For the past few months we have been working with the nice folks at NuMotion, Bert and Becky, compiling all the information needed to build Mikelle a new wheelchair. It is a long and arduous process, made longer by the fact that it must be submitted to Medicare and approved before any real work can be done to build the chair. Now that we have completed all of the meetings needed to get an idea of what the chair will be like (ie: moulding it to fit her body, what the chassis will consist of, what color does she want it to be, does she want a head rest or foot rests) we have entered a sort of waiting period.

Mikelle getting fitted at NuMotion.

The waiting presses most on Mikelle who worries daily about the function of chair she is using.
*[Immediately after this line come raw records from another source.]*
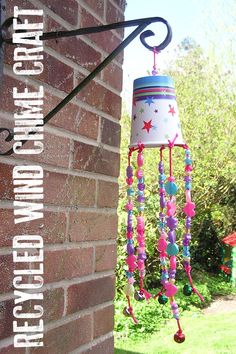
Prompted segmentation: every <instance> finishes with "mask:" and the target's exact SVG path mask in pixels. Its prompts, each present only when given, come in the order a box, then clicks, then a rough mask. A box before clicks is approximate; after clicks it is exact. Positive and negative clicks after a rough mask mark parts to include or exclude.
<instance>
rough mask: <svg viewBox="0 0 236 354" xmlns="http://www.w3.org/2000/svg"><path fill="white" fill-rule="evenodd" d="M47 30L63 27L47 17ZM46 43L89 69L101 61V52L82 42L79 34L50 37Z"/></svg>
mask: <svg viewBox="0 0 236 354" xmlns="http://www.w3.org/2000/svg"><path fill="white" fill-rule="evenodd" d="M47 30H48V31H58V30H65V28H64V27H63V26H61V25H60V24H58V23H57V22H56V21H55V20H54V19H52V18H51V17H47ZM46 45H47V46H48V47H50V48H52V49H54V50H56V51H57V52H58V53H60V54H61V55H63V56H64V57H65V58H67V59H70V60H72V61H73V62H75V63H76V64H78V65H80V66H82V67H83V68H85V69H87V70H89V71H92V70H94V69H95V68H96V67H97V66H98V64H100V62H101V53H100V52H99V51H97V50H95V49H94V48H92V47H91V46H89V45H88V44H86V43H85V42H83V40H82V39H81V37H80V36H77V37H66V38H59V39H52V40H50V41H46Z"/></svg>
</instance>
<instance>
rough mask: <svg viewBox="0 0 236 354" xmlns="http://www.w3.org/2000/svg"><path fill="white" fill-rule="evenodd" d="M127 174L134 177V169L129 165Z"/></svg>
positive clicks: (127, 175) (126, 172)
mask: <svg viewBox="0 0 236 354" xmlns="http://www.w3.org/2000/svg"><path fill="white" fill-rule="evenodd" d="M126 176H127V177H132V176H133V169H132V167H131V166H128V167H127V168H126Z"/></svg>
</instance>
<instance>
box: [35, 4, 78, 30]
mask: <svg viewBox="0 0 236 354" xmlns="http://www.w3.org/2000/svg"><path fill="white" fill-rule="evenodd" d="M41 2H42V3H43V4H45V5H46V6H47V7H48V8H49V9H50V10H51V11H53V12H54V13H55V14H57V15H58V16H60V17H61V18H63V20H65V21H67V22H69V23H70V24H71V25H77V23H78V3H77V2H76V1H75V0H67V1H66V3H65V1H64V0H41Z"/></svg>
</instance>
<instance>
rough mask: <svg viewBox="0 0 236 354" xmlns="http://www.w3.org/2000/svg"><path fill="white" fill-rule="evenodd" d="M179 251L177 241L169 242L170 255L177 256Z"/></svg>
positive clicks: (167, 246) (168, 244) (169, 249)
mask: <svg viewBox="0 0 236 354" xmlns="http://www.w3.org/2000/svg"><path fill="white" fill-rule="evenodd" d="M178 252H179V247H178V246H177V244H176V243H169V244H168V246H167V253H168V255H169V256H176V255H177V254H178Z"/></svg>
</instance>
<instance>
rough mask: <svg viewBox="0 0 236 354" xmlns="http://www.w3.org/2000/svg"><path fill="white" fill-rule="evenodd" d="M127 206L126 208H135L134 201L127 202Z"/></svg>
mask: <svg viewBox="0 0 236 354" xmlns="http://www.w3.org/2000/svg"><path fill="white" fill-rule="evenodd" d="M125 208H126V210H133V208H134V204H133V203H127V204H126V206H125Z"/></svg>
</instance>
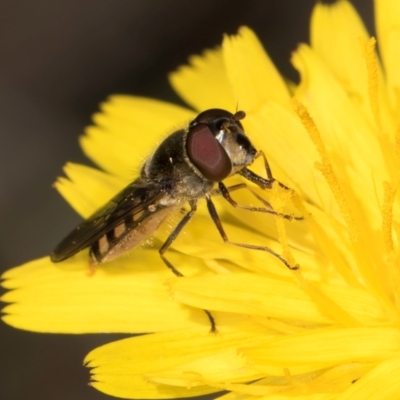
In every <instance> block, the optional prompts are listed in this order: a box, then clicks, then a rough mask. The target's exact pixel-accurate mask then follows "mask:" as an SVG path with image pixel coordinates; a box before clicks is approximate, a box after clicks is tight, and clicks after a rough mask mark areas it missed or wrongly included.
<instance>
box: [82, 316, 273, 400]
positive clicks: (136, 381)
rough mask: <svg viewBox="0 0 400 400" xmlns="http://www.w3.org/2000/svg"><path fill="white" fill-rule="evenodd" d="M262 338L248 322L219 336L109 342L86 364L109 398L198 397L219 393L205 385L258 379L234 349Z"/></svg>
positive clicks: (198, 331)
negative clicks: (207, 380) (203, 394)
mask: <svg viewBox="0 0 400 400" xmlns="http://www.w3.org/2000/svg"><path fill="white" fill-rule="evenodd" d="M265 337H273V335H272V334H271V332H270V331H269V330H268V329H266V328H263V327H260V326H259V325H256V324H254V323H250V322H248V323H242V324H240V325H235V324H233V325H230V326H227V327H225V328H224V329H223V330H221V332H220V333H217V334H211V333H208V332H206V331H205V330H204V328H187V329H184V330H177V331H171V332H164V333H160V334H154V335H146V336H141V337H136V338H132V339H125V340H120V341H117V342H114V343H110V344H107V345H105V346H102V347H99V348H97V349H95V350H93V351H92V352H91V353H89V354H88V355H87V357H86V359H85V362H86V363H87V366H88V367H89V368H93V370H92V375H93V377H92V379H93V380H94V382H93V383H92V385H93V386H94V387H96V388H97V389H99V390H101V391H103V392H105V393H107V394H110V395H113V396H117V397H123V398H142V399H149V398H154V399H156V398H180V397H188V396H196V395H200V394H206V393H212V392H216V391H218V390H220V389H215V388H212V387H210V386H206V385H204V383H202V381H203V380H207V379H211V380H212V379H224V380H225V379H226V380H230V379H235V380H237V381H246V380H249V379H251V378H254V377H257V376H258V374H257V373H256V372H255V371H254V370H252V369H251V368H249V367H248V366H246V365H244V361H243V359H240V358H239V357H237V356H236V355H235V354H234V352H232V349H235V348H236V347H237V346H239V345H243V344H251V343H254V342H257V341H258V340H260V339H261V338H265ZM132 360H134V362H132ZM231 362H233V364H230V363H231ZM210 366H212V367H211V369H210ZM161 381H162V383H161ZM172 385H174V386H172ZM175 385H176V386H175Z"/></svg>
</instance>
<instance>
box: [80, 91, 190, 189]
mask: <svg viewBox="0 0 400 400" xmlns="http://www.w3.org/2000/svg"><path fill="white" fill-rule="evenodd" d="M101 110H102V112H101V113H98V114H96V115H95V116H94V122H95V124H96V125H95V126H91V127H89V128H88V129H87V130H86V133H85V135H83V136H82V137H81V146H82V148H83V150H84V152H85V154H86V155H87V156H88V157H89V158H91V159H92V160H93V161H94V162H95V163H96V164H97V165H99V166H100V167H102V168H104V169H105V170H106V171H108V172H111V173H112V174H114V175H116V176H119V177H121V178H123V179H125V181H126V182H128V181H130V180H133V178H135V177H136V176H138V174H139V172H140V167H141V165H142V163H143V162H144V161H145V160H146V158H147V157H149V156H150V154H151V153H152V151H154V150H155V149H156V148H157V145H158V144H160V142H161V141H162V139H164V138H165V137H166V136H167V135H168V134H170V133H172V132H173V131H174V130H176V129H181V128H182V127H183V126H185V125H187V123H188V122H189V121H190V119H192V118H193V115H194V114H193V112H192V111H190V110H187V109H185V108H183V107H179V106H176V105H173V104H171V103H166V102H162V101H157V100H152V99H146V98H142V97H133V96H113V97H111V98H110V99H109V100H108V101H107V102H106V103H104V104H103V105H102V107H101ZM177 124H178V125H177Z"/></svg>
Each day she asks us questions about the new chair, when will it arrive, am I still getting a new chair, what day will it come, is it coming soon? We do our best to answer these fears but since the chair is still in its’ approval phase we don’t really know. We hope that by the end of April or May she will have the chair. So we tell her, “You’ll have it before your birthday!” (June 25th). We’ve said it so many times that now she also asks how far away her birthday is, trying to get even a little hint of when this miracle will arrive and make her life better.

A miracle, it really is. For Mikelle a new chair means so many things. It is less frustration on a daily basis, it is independence (to some degree) and it is control over the things around her. We all need to feel a little bit in control. For her sake and for ours, we have our fingers crossed that this chair comes sooner rather than later.

Updates on Mikelle’s chair situation to follow!